You will be automatically redirected to the new address. If that does not occur, visit
and update your bookmarks. Thanks! -Peter

Wednesday, May 20, 2009

Upgrade Your Interior Doors- Hinges

I've spent the past couple of days replacing all of the original doors in a client's mid-century ranch. The old doors were just as plain as could be and the homeowner is wanting to upgrade to a nicer look using 6 panel Masonite doors.

Modern-built homes are all about standards. Walls are standard heights and doors are standard sizes. If you have one of these homes, you can buy a door off the shelf at the home store and it will fit with no problems. However, for the house I've been working at, like many others in our Inglewood community, every door may be a little different.

When I have to custom fit a door to an existing door frame I like to buy what's called a door 'slab'. It a standard sized door, but with no hinge mortises or holes for the hardware. It's a blank slate.

Let's focus on getting the door sized right with the hinges in the right place:

1. If you're replacing a door, don't take the old one down just yet. Measure the opening that the door fits into. Subtract 1/8" for the gap on either side and cut the door to this measurement. For example, if the door opening is 30", then the door needs to be 29 3/4". Measure the old door as a reference if it fit well.

I've just been using the circular saw with a rip guide (invaluable tool!) to take the edges off of doors. After any cuts, lightly sand the sharp edges to match the factory sides.

(Always check to make sure the door frames are level and square or your door won't fit correctly.)

2. Let's measure to see where the hinges will go. For this, it's very important to make all measurements from the top of the door as a reference point. Don't measure one hinge from the top and the others from the bottom. Remember that you want around 1/8" gap at the top of the door too. This is the time to measure twice and cut once. :)

3. For this project, I used a simple hinge mortising template that I picked up at Home Depot a few years ago. It's just a metal guide that attaches over the hinge location. It will guide my router bit to make the inset for the hinge. I usually just secure it in place with screws so it's easy to remove after I've made the cut. (Yes, you can use a wood chisel to make the cuts, but it won't be as neat and it's hard to get the depth exactly right.)
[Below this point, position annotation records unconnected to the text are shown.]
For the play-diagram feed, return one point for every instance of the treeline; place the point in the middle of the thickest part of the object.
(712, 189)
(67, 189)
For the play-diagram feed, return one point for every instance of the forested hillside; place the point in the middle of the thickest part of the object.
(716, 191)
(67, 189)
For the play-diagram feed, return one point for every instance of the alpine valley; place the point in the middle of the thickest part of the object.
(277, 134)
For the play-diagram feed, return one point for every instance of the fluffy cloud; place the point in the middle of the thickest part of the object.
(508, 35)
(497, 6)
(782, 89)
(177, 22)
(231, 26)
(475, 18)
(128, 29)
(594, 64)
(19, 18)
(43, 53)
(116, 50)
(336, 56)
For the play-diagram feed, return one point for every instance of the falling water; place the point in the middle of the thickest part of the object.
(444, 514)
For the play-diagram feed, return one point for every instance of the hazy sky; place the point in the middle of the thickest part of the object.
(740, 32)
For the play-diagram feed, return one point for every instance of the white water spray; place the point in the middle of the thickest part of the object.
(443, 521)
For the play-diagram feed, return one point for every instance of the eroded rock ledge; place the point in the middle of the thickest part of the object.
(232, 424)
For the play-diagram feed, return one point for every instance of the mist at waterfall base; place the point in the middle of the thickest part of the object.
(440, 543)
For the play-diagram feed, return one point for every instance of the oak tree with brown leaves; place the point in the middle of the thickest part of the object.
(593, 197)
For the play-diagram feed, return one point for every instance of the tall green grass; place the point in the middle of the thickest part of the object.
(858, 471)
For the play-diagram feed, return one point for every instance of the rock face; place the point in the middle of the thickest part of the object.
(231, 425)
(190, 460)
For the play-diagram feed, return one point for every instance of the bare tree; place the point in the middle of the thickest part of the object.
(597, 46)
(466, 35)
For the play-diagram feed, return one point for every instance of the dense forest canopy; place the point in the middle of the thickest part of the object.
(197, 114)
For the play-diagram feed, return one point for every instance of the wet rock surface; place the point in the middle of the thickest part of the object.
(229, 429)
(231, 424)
4. Cut the hinge mortise with your router. I was using a straight 1/2" bit. The biggest consideration here is to NOT CUT TOO DEEPLY! If you do, your door will not fit right and you'll be baffled. You want the surface of the hinge to be flush with the door's edge when it's in place, so make the cut accordingly, around 1/8" deep, but check it with your hinge.

5. See if your hinges have rounded corners or square. Mine were square so I needed to remove the corners left by my router template. For this I used a wood chisel and carefully squared up the corners.

6. Remove the old door, by taking the screws out of the hinges on the door. Leave the hinges attached to the door frame.

7. Hold the door in place so you can line up the hinges. Mark the holes and make pilot holes before you screw.

8. Check it and fix. I had a couple instances where the door stop wasn't letting the new door close. Apparently, the new door is just a touch thicker than the old. To remedy this I carefully removed the door stop (see this post) and moved it around 1/16" inch so the door would close properly.

Hopefully, your measurements were accurate and you're ready to move on to doorknobs!